D3QN代码实现

D3QN代码实现

  • 使用tensorflow实现使用D3QN。

代码及解释

0.运行环境
设备/包版本
python3.7.11
显卡GTX 1050
CUDA10.2
cudnn7.6.5
cudatoolkit10.0.130
tensorflow-gpu2.2.0
tensorlayer2.2.3
tensorflow-probability0.9.0

1.包引入与参数设定
import argparse
import os
import random

import numpy as np

import gym
import tensorflow as tf
import tensorlayer as tl

from matplotlib import animation
import matplotlib.pyplot as plt

parser = argparse.ArgumentParser()
parser.add_argument('--train', dest='train', default=False)
# 训练时是否渲染
parser.add_argument('--render', type=bool, default=False)
parser.add_argument('--save_gif', type=bool, default=True)

parser.add_argument('--gamma', type=float, default=0.995)
parser.add_argument('--lr', type=float, default=0.005)
parser.add_argument('--batch_size', type=int, default=128)
parser.add_argument('--eps', type=float, default=0.2)

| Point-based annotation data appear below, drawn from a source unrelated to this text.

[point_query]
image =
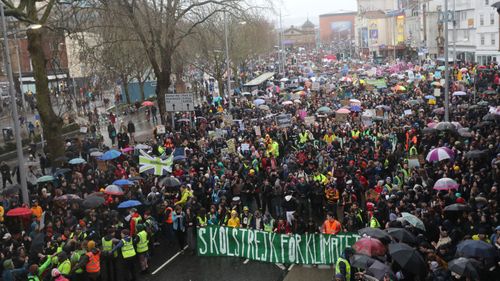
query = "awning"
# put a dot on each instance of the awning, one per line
(259, 80)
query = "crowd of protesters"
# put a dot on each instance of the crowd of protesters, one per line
(341, 172)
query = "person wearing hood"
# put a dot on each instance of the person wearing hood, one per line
(342, 266)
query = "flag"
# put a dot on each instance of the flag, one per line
(155, 165)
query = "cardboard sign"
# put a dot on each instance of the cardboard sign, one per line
(309, 120)
(160, 129)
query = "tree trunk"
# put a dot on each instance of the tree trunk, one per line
(51, 123)
(141, 88)
(125, 89)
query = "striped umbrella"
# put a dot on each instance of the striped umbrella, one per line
(445, 184)
(440, 154)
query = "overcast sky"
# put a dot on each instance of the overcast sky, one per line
(296, 12)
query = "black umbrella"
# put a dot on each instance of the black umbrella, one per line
(457, 207)
(379, 270)
(361, 261)
(474, 154)
(408, 258)
(10, 190)
(375, 233)
(402, 235)
(464, 267)
(476, 248)
(92, 202)
(170, 182)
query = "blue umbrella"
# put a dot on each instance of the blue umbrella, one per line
(110, 155)
(76, 161)
(355, 108)
(258, 102)
(129, 204)
(121, 182)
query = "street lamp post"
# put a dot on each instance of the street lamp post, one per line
(228, 86)
(15, 116)
(446, 65)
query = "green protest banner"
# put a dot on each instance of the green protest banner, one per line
(272, 247)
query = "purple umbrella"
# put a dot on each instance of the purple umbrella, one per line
(445, 184)
(440, 154)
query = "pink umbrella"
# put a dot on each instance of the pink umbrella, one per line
(127, 149)
(343, 111)
(445, 184)
(440, 154)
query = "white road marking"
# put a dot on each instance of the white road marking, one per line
(169, 261)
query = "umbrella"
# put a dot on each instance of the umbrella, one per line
(263, 107)
(355, 108)
(413, 220)
(379, 270)
(457, 207)
(142, 146)
(474, 154)
(369, 246)
(408, 258)
(113, 190)
(383, 107)
(170, 182)
(440, 154)
(444, 126)
(429, 130)
(445, 184)
(127, 149)
(402, 235)
(465, 267)
(110, 155)
(324, 109)
(465, 132)
(92, 202)
(258, 102)
(45, 179)
(361, 261)
(96, 154)
(19, 211)
(375, 233)
(76, 161)
(459, 94)
(61, 171)
(10, 190)
(121, 182)
(343, 111)
(476, 248)
(68, 197)
(129, 204)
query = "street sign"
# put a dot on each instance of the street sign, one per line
(179, 102)
(284, 120)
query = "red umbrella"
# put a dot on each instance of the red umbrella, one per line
(19, 211)
(369, 246)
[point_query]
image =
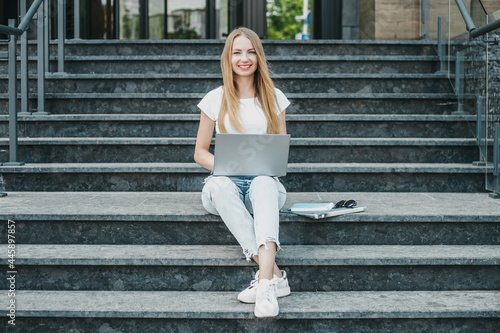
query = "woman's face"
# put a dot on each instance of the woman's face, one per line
(243, 57)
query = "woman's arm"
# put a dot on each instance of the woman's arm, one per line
(202, 156)
(282, 121)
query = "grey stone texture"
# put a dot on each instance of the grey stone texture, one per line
(111, 235)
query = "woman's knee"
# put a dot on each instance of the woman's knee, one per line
(214, 189)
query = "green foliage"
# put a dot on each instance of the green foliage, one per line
(281, 21)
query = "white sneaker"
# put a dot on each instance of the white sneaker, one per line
(266, 303)
(248, 295)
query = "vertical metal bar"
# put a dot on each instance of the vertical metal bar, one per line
(13, 134)
(12, 96)
(496, 158)
(46, 34)
(41, 60)
(76, 11)
(441, 38)
(479, 124)
(61, 27)
(459, 86)
(211, 19)
(425, 18)
(116, 20)
(24, 66)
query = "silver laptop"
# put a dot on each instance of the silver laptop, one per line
(251, 154)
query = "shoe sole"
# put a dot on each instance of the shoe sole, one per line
(281, 293)
(265, 316)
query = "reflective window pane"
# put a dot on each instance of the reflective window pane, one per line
(186, 19)
(156, 19)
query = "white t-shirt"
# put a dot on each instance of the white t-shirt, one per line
(252, 118)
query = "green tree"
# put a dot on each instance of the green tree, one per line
(281, 21)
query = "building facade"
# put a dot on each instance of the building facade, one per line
(214, 19)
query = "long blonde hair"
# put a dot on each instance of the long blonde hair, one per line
(264, 87)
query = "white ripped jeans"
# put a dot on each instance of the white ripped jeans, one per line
(235, 199)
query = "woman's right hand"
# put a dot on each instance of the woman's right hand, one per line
(202, 155)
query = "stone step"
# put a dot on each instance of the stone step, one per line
(215, 47)
(322, 150)
(211, 64)
(399, 311)
(224, 268)
(301, 177)
(202, 83)
(186, 125)
(167, 218)
(171, 103)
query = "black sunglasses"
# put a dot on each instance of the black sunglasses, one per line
(346, 203)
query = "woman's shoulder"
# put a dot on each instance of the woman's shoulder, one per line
(215, 93)
(278, 92)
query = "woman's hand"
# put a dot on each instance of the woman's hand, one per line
(282, 121)
(202, 155)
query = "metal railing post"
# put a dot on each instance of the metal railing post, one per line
(13, 129)
(46, 34)
(76, 12)
(496, 158)
(441, 37)
(459, 85)
(425, 17)
(41, 61)
(24, 67)
(480, 138)
(61, 28)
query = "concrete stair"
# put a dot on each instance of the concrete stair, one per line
(158, 260)
(111, 234)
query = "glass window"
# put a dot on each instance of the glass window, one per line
(129, 19)
(186, 19)
(222, 8)
(156, 19)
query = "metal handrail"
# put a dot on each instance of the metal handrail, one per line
(24, 23)
(469, 22)
(13, 32)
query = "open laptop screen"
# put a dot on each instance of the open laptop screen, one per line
(251, 154)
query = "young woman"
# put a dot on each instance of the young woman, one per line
(249, 206)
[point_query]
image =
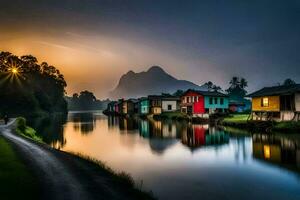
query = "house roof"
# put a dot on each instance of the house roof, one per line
(207, 93)
(276, 90)
(164, 97)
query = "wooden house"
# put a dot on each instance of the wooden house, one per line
(129, 106)
(144, 106)
(203, 103)
(111, 106)
(170, 103)
(155, 102)
(280, 103)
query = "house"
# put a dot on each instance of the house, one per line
(280, 103)
(144, 106)
(203, 103)
(111, 107)
(170, 103)
(129, 106)
(239, 106)
(155, 102)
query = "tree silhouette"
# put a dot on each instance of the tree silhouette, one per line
(26, 85)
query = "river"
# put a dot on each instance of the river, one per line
(179, 160)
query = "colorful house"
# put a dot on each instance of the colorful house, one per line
(280, 103)
(170, 103)
(129, 106)
(155, 102)
(111, 106)
(144, 106)
(239, 106)
(203, 103)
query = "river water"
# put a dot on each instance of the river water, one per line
(178, 160)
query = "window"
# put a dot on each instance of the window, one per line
(265, 102)
(210, 100)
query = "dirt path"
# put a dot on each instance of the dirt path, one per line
(63, 176)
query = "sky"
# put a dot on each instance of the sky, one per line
(94, 42)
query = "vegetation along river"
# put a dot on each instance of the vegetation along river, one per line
(178, 160)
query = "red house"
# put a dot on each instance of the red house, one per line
(192, 103)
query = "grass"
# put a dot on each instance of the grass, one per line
(26, 131)
(16, 181)
(123, 178)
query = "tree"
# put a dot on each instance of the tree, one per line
(288, 82)
(26, 88)
(237, 88)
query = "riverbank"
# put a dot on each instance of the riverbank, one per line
(63, 175)
(16, 180)
(241, 121)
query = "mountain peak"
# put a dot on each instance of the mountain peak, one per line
(153, 81)
(155, 69)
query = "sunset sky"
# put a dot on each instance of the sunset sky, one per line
(94, 42)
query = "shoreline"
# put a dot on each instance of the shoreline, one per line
(94, 178)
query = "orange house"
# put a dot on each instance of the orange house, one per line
(280, 103)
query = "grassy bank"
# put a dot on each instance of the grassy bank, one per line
(16, 181)
(26, 131)
(94, 168)
(240, 121)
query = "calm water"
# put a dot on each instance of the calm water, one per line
(181, 160)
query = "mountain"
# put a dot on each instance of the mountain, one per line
(153, 81)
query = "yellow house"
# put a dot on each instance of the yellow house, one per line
(280, 103)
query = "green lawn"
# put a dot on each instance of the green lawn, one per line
(16, 181)
(236, 118)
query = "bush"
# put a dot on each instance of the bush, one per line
(21, 124)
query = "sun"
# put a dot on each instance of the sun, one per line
(14, 70)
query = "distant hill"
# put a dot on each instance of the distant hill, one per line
(153, 81)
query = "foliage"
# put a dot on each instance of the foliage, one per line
(23, 129)
(27, 86)
(86, 100)
(237, 88)
(17, 181)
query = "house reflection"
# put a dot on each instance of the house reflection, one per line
(277, 149)
(50, 129)
(197, 135)
(128, 124)
(83, 122)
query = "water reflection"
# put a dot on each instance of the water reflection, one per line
(277, 149)
(83, 122)
(50, 129)
(198, 160)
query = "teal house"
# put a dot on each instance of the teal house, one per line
(215, 102)
(144, 106)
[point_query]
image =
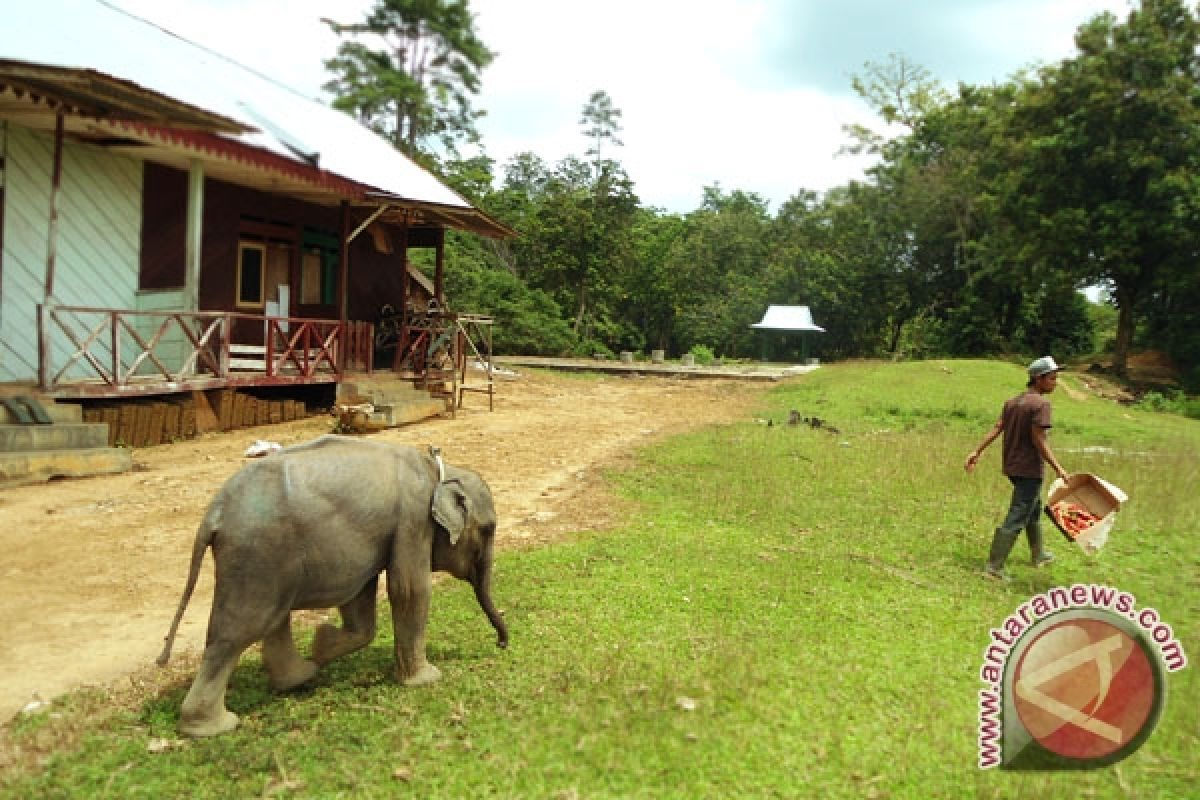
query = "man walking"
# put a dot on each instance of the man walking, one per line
(1025, 421)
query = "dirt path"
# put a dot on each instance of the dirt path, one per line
(93, 569)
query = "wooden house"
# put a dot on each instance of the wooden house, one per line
(172, 221)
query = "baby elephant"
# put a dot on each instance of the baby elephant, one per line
(312, 527)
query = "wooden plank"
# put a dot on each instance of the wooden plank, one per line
(126, 417)
(155, 415)
(187, 425)
(238, 417)
(205, 409)
(111, 416)
(229, 410)
(173, 415)
(141, 425)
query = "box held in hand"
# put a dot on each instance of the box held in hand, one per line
(1084, 509)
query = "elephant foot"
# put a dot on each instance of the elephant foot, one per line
(426, 674)
(213, 726)
(298, 674)
(331, 642)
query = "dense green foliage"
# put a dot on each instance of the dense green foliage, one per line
(407, 70)
(988, 211)
(784, 613)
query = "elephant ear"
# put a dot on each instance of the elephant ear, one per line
(451, 509)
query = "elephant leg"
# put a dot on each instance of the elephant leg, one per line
(204, 713)
(358, 627)
(409, 597)
(285, 666)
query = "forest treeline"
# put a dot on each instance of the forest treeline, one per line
(989, 209)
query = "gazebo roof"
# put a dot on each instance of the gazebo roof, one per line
(787, 318)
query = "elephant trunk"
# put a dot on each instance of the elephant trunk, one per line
(483, 587)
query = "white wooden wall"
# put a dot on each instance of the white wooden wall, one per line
(99, 240)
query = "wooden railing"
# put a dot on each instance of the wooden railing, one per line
(119, 349)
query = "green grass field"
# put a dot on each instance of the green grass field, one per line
(785, 612)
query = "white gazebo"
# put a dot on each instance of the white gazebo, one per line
(790, 319)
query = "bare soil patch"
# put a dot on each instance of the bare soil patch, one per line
(93, 569)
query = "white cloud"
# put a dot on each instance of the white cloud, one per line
(750, 94)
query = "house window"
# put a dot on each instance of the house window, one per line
(251, 275)
(318, 268)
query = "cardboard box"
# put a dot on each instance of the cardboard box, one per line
(1096, 494)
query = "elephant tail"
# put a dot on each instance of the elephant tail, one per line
(199, 547)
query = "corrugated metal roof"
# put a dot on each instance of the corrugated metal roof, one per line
(90, 36)
(789, 318)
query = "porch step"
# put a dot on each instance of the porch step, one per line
(21, 468)
(57, 411)
(396, 401)
(59, 435)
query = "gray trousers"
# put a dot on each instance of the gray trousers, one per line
(1025, 509)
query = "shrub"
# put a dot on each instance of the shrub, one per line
(702, 353)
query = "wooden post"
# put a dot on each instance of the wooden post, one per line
(343, 287)
(438, 270)
(52, 238)
(193, 235)
(403, 270)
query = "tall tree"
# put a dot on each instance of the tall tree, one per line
(408, 71)
(1105, 182)
(601, 124)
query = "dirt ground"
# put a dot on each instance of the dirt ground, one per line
(93, 569)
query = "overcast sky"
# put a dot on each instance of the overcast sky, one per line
(748, 94)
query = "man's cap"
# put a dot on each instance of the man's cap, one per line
(1042, 366)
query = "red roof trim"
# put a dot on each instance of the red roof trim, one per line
(215, 145)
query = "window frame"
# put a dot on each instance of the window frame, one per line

parser.add_argument('--train_episodes', type=int, default=1000)
parser.add_argument('--test_episodes', type=int, default=10)
args = parser.parse_args()

ALG_NAME = 'D3QN'
ENV_ID = 'LunarLander-v2'

2.ReplayBuffer的实现
import random  
import numpy as np

class ReplayBuffer:  
	def __init__(self, capacity=50000):  
		self.capacity = capacity  
		self.buffer = []
		#buffer满了之后要从头开始循环利用
		self.position = 0  
	
	def push(self, state, action, reward, next_state, done):  
		if len(self.buffer) < self.capacity:  
			self.buffer.append(None)  
		self.buffer[self.position] = (state, action, reward, next_state, done)  
		self.position = int((self.position + 1) % self.capacity)  

	def sample(self, batch_size = args.batch_size): 
		#从buffer里随机抽batch_size个transition出来
		batch = random.sample(self.buffer, batch_size)
		#把这batch_size个transition分门别类放在几个数组里
		state, action, reward, next_state, done = map(np.stack, zip(*batch))  
		return state, action, reward, next_state, done

3.D3QN类的实现
  • D3QN类主要实现8个方法。
    • _init_:初始化agent。
    • target_update:用于更新target network。
    • choose_action:选择动作。
    • replay:使用梯度下降更新价值函数。
    • test_episode:用于测试模型。
    • train:用于采集训练模型所需要的参数。
    • saveModel:保存模型。
    • loadModel:加载模型。
3.1. _init_
  • D3QN网络建立
def create_model(input_state_shape):
    input_layer = tl.layers.Input(input_state_shape)
    layer_1 = tl.layers.Dense(n_units=256, act=tf.nn.relu)(input_layer)
    layer_2 = tl.layers.Dense(n_units=128, act=tf.nn.relu)(layer_1)

    state_hidden = tl.layers.Dense(n_units=64)(layer_2)
    adv_hidden = tl.layers.Dense(n_units=64)(layer_2)

    # state value
    state_value = tl.layers.Dense(n_units=1)(state_hidden)
    # advantage value
    adv_value = tl.layers.Dense(n_units=self.action_dim)(adv_hidden)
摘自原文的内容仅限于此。